ColonEndFilter
About 503 wordsAbout 2 min
2025-10-09
📘 Overview
ColonEndFilter is a filtering operator that checks whether input text ends with a colon (:). This operator is typically used in the data cleaning phase to filter out potentially incomplete sentences or questions.
__init__ Function
def __init__(self)Initialization Parameters
This operator requires no parameters during initialization.
run Function
def run(self, storage: DataFlowStorage, input_key: str, output_key: str = None)Executes the main operator logic, reading the input DataFrame from storage, checking whether the text in the specified column ends with a colon, and writing data rows that do not end with a colon back to storage.
Parameters
| Name | Type | Default | Description |
|---|---|---|---|
| storage | DataFlowStorage | Required | DataFlow storage instance responsible for reading and writing data. |
| input_key | str | Required | Input column name specifying the text field to check. |
| output_key | str | None | Output column name for storing the filter label (1 means retain, 0 means filter). If not specified, will automatically be set to "colonendfilter_label". |
🧠 Example Usage
from dataflow.operators.general_text import ColonEndFilter
from dataflow.utils.storage import FileStorage
class ColonEndFilterTest():
def __init__(self):
self.storage = FileStorage(
first_entry_file_name="./dataflow/example/GeneralTextPipeline/colon_end_test_input.jsonl",
cache_path="./cache",
file_name_prefix="dataflow_cache_step",
cache_type="jsonl",
)
self.filter = ColonEndFilter()
def forward(self):
self.filter.run(
storage=self.storage.step(),
input_key='text'
)
if __name__ == "__main__":
test = ColonEndFilterTest()
test.forward()🧾 Default Output Format
The operator adds a new output_key column to the DataFrame with values of 1 (does not end with colon, retain) or 0 (ends with colon, filter), then filters out rows with value 0. The final output DataFrame only contains rows that passed the filter.

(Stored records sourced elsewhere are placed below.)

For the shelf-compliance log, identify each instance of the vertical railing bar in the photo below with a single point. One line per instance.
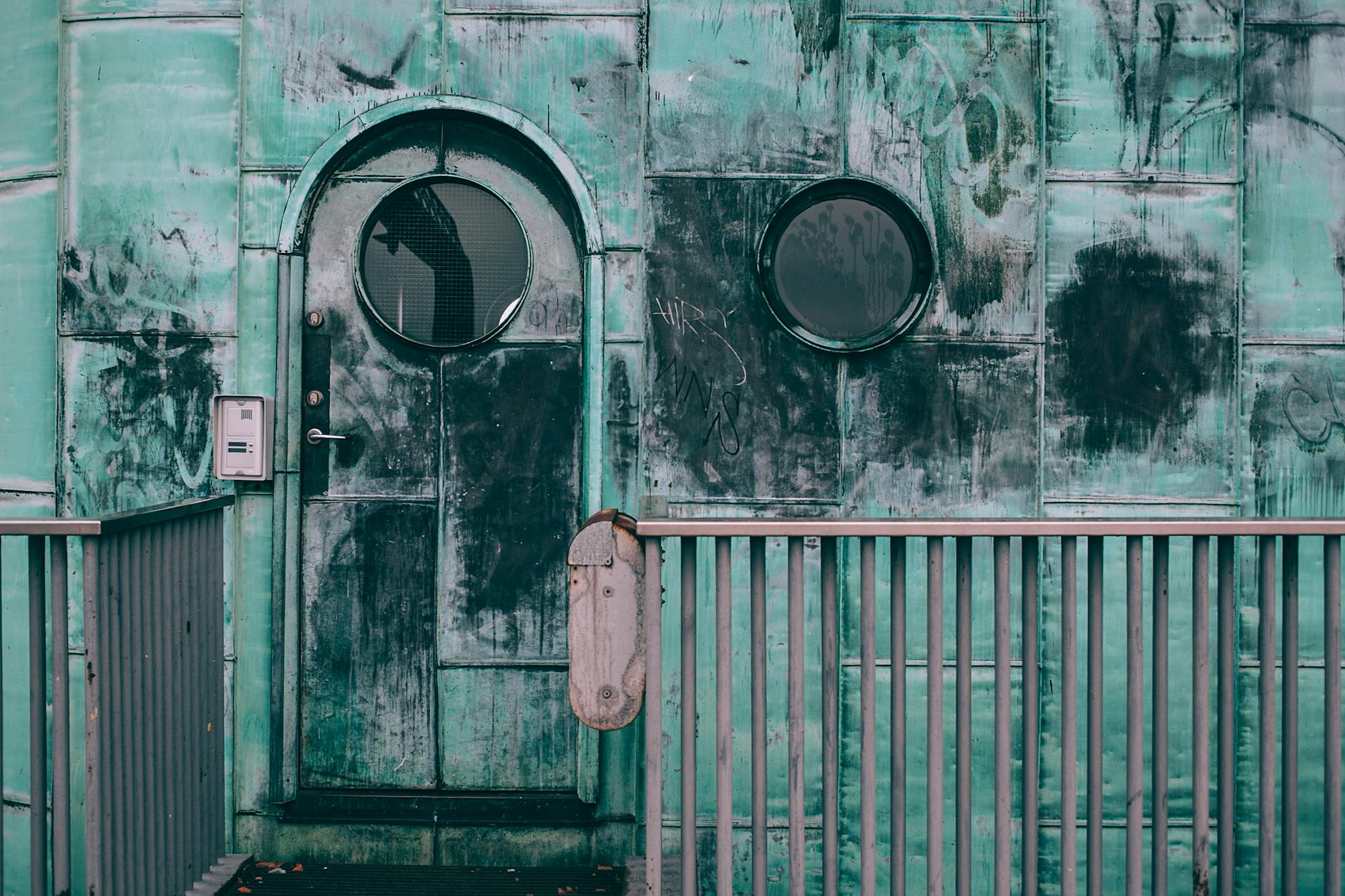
(1, 724)
(652, 717)
(1070, 716)
(1288, 720)
(756, 551)
(191, 705)
(688, 671)
(137, 697)
(1332, 598)
(1004, 862)
(897, 584)
(114, 680)
(723, 716)
(201, 636)
(868, 720)
(38, 714)
(143, 599)
(1134, 714)
(1266, 681)
(1031, 714)
(796, 714)
(160, 651)
(934, 719)
(59, 716)
(830, 717)
(1095, 696)
(93, 722)
(1200, 714)
(177, 699)
(1160, 760)
(962, 732)
(1227, 686)
(217, 691)
(212, 604)
(171, 717)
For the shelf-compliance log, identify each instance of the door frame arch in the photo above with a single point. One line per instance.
(290, 303)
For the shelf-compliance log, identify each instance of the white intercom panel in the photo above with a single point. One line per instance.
(244, 430)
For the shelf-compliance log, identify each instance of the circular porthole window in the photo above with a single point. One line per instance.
(845, 265)
(443, 261)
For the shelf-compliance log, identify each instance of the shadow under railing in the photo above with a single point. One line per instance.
(152, 703)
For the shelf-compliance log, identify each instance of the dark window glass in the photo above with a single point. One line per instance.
(444, 262)
(845, 265)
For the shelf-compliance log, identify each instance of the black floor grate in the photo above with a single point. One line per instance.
(397, 880)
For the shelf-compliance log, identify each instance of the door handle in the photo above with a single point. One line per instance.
(316, 436)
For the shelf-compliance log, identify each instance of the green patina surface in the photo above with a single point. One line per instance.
(1138, 213)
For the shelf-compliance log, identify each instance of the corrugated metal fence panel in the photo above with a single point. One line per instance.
(154, 627)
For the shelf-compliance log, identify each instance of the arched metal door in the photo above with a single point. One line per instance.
(434, 531)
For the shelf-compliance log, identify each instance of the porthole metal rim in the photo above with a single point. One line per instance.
(901, 212)
(366, 227)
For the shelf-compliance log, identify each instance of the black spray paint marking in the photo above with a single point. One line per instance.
(1135, 348)
(1313, 423)
(381, 81)
(723, 416)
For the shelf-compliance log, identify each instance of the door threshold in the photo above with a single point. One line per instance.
(443, 809)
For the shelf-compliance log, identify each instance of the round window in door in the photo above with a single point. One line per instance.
(845, 265)
(443, 262)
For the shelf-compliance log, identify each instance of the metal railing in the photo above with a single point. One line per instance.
(154, 697)
(1231, 865)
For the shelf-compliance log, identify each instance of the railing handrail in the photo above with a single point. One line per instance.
(879, 526)
(112, 522)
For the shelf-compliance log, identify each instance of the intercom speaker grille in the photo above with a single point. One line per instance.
(444, 262)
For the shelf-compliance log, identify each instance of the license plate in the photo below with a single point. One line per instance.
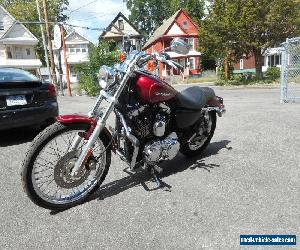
(15, 100)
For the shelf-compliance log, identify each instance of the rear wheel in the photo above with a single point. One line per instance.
(46, 170)
(197, 143)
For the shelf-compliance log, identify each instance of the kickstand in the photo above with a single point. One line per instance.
(158, 181)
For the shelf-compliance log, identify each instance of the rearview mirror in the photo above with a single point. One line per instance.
(180, 46)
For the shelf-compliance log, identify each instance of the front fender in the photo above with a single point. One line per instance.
(68, 120)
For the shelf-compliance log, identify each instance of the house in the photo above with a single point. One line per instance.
(17, 44)
(119, 28)
(77, 47)
(182, 26)
(272, 57)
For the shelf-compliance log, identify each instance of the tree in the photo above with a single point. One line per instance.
(237, 27)
(149, 15)
(264, 24)
(25, 11)
(218, 33)
(87, 72)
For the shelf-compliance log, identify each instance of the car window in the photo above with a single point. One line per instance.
(11, 75)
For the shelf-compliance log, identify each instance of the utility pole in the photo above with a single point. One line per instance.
(49, 43)
(66, 61)
(44, 40)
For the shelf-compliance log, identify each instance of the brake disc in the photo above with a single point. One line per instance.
(63, 170)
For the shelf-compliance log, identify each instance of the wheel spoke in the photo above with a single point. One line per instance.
(59, 186)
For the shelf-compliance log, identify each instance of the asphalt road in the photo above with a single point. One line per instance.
(246, 182)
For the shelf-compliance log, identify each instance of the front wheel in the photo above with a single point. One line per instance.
(47, 167)
(198, 142)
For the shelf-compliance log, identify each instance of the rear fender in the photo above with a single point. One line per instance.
(216, 104)
(68, 120)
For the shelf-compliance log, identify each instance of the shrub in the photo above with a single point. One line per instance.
(273, 73)
(87, 72)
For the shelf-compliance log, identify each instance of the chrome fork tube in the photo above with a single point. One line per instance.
(87, 149)
(135, 142)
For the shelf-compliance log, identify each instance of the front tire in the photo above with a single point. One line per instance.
(190, 149)
(47, 165)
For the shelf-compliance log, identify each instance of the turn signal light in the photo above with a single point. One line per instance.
(151, 66)
(122, 57)
(51, 90)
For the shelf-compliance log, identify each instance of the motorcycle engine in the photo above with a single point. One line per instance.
(165, 149)
(149, 122)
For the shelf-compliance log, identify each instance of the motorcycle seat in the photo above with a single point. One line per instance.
(195, 97)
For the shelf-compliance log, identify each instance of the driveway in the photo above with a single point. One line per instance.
(246, 182)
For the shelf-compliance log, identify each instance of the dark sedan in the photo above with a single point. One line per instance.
(25, 100)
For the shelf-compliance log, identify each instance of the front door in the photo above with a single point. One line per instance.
(18, 51)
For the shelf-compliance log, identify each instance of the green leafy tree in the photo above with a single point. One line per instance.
(219, 34)
(25, 11)
(149, 15)
(87, 72)
(237, 27)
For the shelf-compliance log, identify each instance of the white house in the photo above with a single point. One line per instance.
(17, 44)
(77, 53)
(119, 28)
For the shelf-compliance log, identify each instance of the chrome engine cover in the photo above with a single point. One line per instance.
(160, 150)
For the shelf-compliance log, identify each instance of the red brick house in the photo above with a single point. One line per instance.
(178, 25)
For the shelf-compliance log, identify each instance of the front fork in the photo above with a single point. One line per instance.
(101, 122)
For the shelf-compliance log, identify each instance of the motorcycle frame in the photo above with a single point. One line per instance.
(101, 120)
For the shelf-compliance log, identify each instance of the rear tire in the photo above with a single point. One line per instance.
(29, 168)
(189, 151)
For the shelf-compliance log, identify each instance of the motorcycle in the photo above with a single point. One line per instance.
(68, 161)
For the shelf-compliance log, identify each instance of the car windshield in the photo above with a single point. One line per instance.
(16, 75)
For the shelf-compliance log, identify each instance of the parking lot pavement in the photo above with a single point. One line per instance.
(246, 182)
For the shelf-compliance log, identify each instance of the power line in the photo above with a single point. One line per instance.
(66, 24)
(83, 6)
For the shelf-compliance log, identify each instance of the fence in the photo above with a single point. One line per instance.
(290, 71)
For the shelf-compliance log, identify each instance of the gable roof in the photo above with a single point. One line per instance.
(74, 32)
(111, 25)
(14, 25)
(166, 26)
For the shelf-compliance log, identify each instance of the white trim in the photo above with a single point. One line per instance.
(241, 63)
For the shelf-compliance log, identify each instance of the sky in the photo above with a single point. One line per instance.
(94, 14)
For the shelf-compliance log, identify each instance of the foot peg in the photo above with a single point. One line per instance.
(156, 178)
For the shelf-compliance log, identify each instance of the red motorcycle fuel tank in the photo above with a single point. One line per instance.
(152, 89)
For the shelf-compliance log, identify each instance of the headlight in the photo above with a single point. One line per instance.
(107, 76)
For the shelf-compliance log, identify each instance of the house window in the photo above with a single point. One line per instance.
(242, 64)
(190, 41)
(8, 52)
(274, 60)
(83, 48)
(121, 24)
(71, 49)
(185, 25)
(192, 63)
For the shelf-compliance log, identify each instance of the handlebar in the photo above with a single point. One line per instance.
(163, 58)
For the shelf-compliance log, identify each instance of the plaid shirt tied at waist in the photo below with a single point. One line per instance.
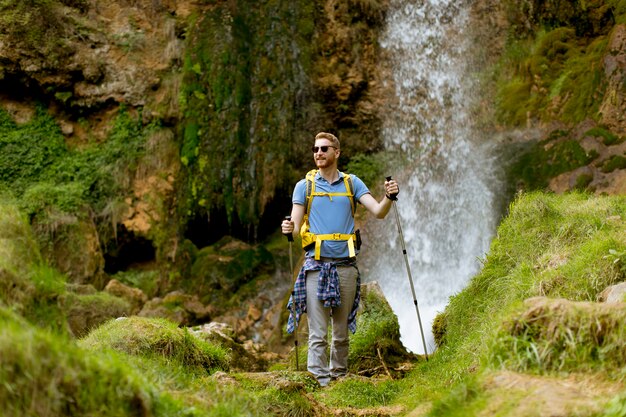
(327, 290)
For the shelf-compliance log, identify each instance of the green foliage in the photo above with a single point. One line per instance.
(361, 393)
(608, 138)
(27, 285)
(613, 163)
(44, 375)
(378, 334)
(160, 338)
(554, 335)
(146, 281)
(555, 71)
(28, 151)
(541, 230)
(85, 312)
(549, 158)
(221, 270)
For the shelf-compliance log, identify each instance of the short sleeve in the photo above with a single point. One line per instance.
(299, 193)
(360, 189)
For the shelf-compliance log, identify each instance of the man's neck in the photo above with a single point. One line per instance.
(330, 174)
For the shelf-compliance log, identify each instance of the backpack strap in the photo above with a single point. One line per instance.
(309, 238)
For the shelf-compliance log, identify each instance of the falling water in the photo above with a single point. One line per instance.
(447, 204)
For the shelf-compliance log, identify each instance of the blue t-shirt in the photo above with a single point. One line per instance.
(330, 214)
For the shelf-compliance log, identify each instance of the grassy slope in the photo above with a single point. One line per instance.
(568, 247)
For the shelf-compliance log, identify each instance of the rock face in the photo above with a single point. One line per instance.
(252, 80)
(613, 107)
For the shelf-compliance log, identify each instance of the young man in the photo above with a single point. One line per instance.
(328, 285)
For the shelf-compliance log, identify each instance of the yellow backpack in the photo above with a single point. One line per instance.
(309, 238)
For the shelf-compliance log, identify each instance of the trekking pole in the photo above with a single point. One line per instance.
(394, 198)
(293, 295)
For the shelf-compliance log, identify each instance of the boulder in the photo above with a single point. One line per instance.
(134, 296)
(181, 308)
(245, 357)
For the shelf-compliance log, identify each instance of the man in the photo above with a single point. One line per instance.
(328, 285)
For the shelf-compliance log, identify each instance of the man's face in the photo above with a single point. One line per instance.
(328, 158)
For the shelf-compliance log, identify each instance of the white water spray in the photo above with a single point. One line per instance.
(447, 202)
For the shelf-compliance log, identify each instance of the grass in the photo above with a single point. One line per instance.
(563, 247)
(158, 337)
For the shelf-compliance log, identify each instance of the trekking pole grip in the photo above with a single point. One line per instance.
(289, 235)
(394, 196)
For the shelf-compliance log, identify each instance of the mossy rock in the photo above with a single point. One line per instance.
(220, 270)
(47, 375)
(572, 336)
(159, 338)
(86, 312)
(27, 285)
(376, 348)
(557, 154)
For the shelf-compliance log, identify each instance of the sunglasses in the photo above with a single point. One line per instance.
(324, 149)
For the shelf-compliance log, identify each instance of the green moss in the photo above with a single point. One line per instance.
(377, 336)
(44, 375)
(146, 281)
(227, 268)
(85, 312)
(160, 338)
(549, 158)
(553, 72)
(559, 336)
(360, 393)
(613, 163)
(608, 137)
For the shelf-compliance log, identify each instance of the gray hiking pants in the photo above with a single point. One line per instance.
(318, 319)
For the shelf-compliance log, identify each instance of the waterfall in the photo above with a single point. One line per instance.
(449, 180)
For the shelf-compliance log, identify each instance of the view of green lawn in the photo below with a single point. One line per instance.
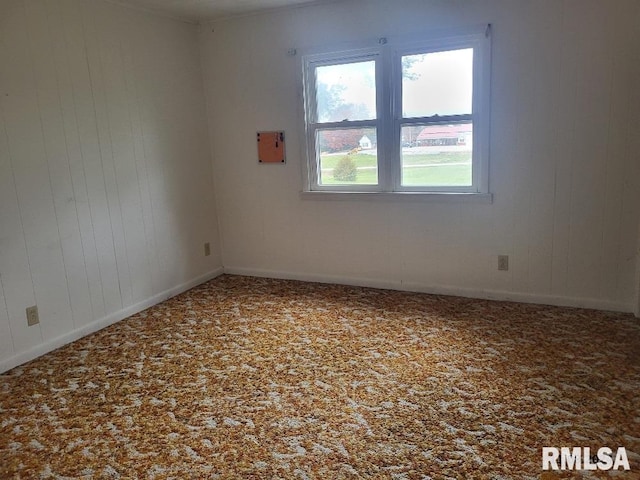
(422, 169)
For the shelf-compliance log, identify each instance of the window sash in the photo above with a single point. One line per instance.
(389, 121)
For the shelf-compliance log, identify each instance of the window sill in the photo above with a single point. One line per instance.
(427, 197)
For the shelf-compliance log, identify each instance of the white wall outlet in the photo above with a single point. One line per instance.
(32, 316)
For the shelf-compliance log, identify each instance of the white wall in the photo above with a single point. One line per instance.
(105, 175)
(564, 156)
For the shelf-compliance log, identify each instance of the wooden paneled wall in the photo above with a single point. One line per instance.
(105, 177)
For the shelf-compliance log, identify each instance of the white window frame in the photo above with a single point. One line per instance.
(387, 54)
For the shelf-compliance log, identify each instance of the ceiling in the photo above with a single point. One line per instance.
(203, 10)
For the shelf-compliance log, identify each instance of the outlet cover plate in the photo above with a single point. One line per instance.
(32, 316)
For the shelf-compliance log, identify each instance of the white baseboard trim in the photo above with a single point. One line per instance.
(543, 299)
(103, 322)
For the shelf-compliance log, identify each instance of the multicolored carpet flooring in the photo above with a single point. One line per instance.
(272, 379)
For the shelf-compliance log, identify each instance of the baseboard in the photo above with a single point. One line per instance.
(103, 322)
(555, 300)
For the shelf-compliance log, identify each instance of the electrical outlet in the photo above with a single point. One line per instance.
(32, 316)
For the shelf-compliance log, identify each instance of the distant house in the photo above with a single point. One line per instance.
(366, 142)
(439, 135)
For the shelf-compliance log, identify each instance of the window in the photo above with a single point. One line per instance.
(408, 116)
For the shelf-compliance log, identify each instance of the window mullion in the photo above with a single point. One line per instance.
(386, 85)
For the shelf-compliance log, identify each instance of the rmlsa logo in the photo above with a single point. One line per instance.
(580, 458)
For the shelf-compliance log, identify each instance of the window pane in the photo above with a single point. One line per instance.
(346, 92)
(437, 155)
(439, 83)
(347, 156)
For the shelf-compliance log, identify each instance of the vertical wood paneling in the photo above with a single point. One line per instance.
(87, 301)
(15, 274)
(23, 120)
(117, 292)
(64, 201)
(81, 160)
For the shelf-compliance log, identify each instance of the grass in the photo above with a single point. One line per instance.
(424, 169)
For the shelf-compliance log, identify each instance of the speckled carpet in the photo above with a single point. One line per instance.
(272, 379)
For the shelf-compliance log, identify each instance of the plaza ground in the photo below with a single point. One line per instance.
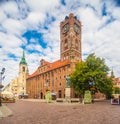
(40, 112)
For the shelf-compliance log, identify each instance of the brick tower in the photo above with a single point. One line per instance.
(70, 39)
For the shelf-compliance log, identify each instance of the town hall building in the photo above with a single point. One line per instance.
(52, 76)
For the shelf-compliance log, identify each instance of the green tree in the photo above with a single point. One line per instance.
(92, 74)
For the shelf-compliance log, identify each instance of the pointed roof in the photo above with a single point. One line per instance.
(23, 61)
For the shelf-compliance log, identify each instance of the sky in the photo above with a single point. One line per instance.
(34, 26)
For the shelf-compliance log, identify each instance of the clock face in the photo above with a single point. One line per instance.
(77, 28)
(65, 28)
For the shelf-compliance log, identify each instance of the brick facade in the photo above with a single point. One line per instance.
(52, 76)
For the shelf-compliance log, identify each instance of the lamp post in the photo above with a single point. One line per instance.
(1, 86)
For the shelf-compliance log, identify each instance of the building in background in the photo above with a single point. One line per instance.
(52, 76)
(18, 85)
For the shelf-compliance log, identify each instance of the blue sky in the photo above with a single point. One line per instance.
(33, 26)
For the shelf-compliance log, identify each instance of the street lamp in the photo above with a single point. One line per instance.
(1, 86)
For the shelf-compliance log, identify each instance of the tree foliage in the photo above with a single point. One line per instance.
(92, 74)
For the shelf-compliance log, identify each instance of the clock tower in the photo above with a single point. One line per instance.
(70, 39)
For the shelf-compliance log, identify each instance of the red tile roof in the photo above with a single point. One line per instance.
(51, 66)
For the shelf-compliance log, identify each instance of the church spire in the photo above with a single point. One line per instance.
(23, 61)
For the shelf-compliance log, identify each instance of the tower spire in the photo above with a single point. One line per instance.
(23, 61)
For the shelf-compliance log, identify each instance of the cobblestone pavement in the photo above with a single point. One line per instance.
(29, 112)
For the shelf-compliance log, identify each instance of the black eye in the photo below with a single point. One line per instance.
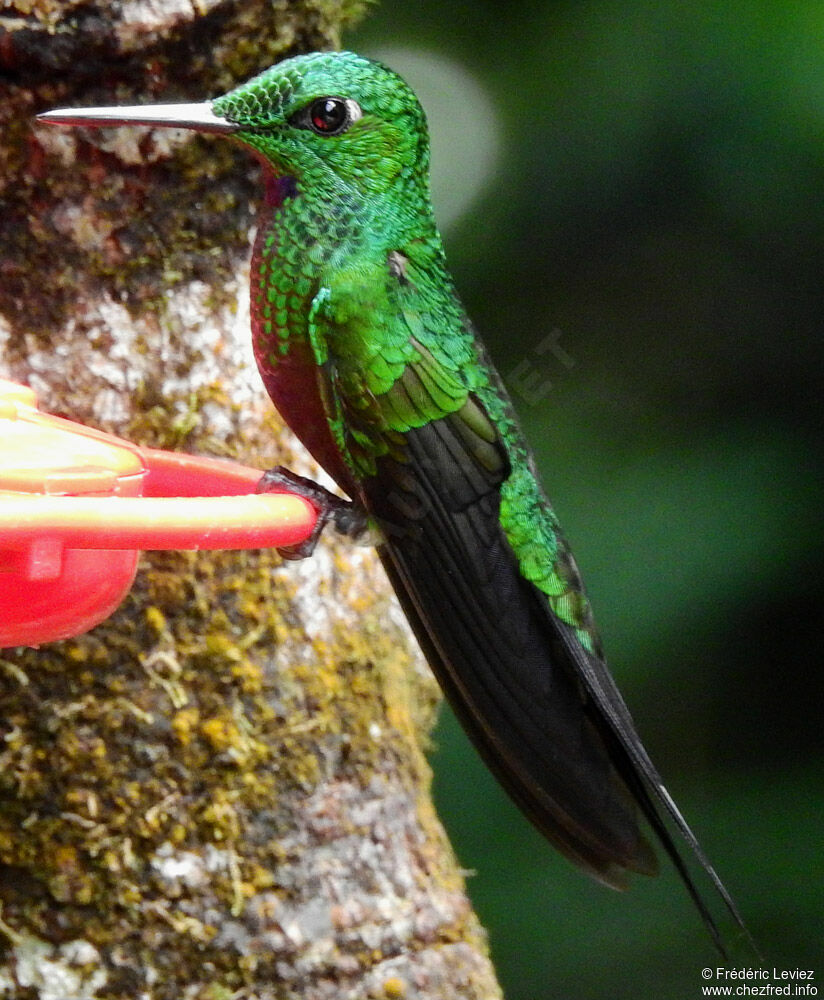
(328, 115)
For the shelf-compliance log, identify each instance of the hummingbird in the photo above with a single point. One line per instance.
(367, 352)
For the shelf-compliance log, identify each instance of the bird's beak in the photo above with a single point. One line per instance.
(197, 117)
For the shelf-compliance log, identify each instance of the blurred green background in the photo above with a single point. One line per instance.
(632, 203)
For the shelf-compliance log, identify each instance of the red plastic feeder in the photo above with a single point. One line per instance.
(78, 505)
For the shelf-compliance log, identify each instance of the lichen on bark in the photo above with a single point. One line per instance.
(221, 791)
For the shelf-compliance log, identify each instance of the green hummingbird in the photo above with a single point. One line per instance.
(368, 354)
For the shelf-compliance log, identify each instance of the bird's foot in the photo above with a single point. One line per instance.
(347, 518)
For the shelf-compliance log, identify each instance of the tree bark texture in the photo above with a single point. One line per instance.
(220, 792)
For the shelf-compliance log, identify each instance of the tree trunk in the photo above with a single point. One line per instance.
(220, 792)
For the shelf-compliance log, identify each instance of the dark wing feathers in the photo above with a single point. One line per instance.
(544, 713)
(494, 646)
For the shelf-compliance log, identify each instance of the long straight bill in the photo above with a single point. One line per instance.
(197, 117)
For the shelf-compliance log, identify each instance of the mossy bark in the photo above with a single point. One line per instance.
(219, 792)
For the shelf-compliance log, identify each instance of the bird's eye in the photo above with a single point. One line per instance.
(328, 115)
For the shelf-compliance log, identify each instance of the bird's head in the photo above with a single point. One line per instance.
(334, 115)
(332, 120)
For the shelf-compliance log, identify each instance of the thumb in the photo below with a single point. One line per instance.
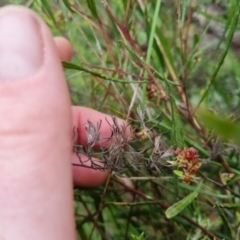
(35, 132)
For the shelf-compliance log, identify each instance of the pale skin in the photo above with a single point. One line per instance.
(36, 124)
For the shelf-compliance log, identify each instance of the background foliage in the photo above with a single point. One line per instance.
(167, 59)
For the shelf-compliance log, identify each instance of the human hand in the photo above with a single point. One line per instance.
(36, 124)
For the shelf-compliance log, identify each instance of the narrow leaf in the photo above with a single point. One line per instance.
(68, 65)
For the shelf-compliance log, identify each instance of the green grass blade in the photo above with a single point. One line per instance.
(226, 227)
(226, 128)
(92, 6)
(68, 65)
(178, 207)
(152, 32)
(177, 136)
(233, 27)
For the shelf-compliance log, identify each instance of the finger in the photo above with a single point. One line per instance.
(64, 48)
(87, 177)
(35, 132)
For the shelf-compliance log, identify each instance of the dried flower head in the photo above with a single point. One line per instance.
(188, 160)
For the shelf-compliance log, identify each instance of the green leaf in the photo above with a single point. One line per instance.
(178, 173)
(219, 64)
(69, 65)
(48, 9)
(177, 136)
(92, 6)
(178, 207)
(225, 127)
(226, 227)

| Field | Type | Description |
|---|---|---|
| text | str | Original input text |
| colonendfilter_label | int | Filter label (1 means retain, 0 means filter) |
📋 Sample Input
{"text": "This is a complete sentence without a colon."}
{"text": "This sentence ends with a colon:"}
{"text": "Question: What is this?"}
{"text": "Another incomplete question:"}
{"text": "A proper statement with punctuation."}📤 Sample Output
{"text": "This is a complete sentence without a colon.", "colonendfilter_label": 1}
{"text": "Question: What is this?", "colonendfilter_label": 1}
{"text": "A proper statement with punctuation.", "colonendfilter_label": 1}📊 Result Analysis
Sample 1 (Complete Sentence):
- Text: "This is a complete sentence without a colon."
- Does not end with colon
- Retained (colonendfilter_label=1)
Sample 2 (Ends with Colon):
- Text: "This sentence ends with a colon:"
- Ends with colon
- Filtered (colonendfilter_label=0, not in output)
Sample 3 (Colon in Middle):
- Text: "Question: What is this?"
- Colon in middle, ends with question mark
- Retained (colonendfilter_label=1)
Sample 4 (Ends with Colon):
- Text: "Another incomplete question:"
- Ends with colon
- Filtered (colonendfilter_label=0, not in output)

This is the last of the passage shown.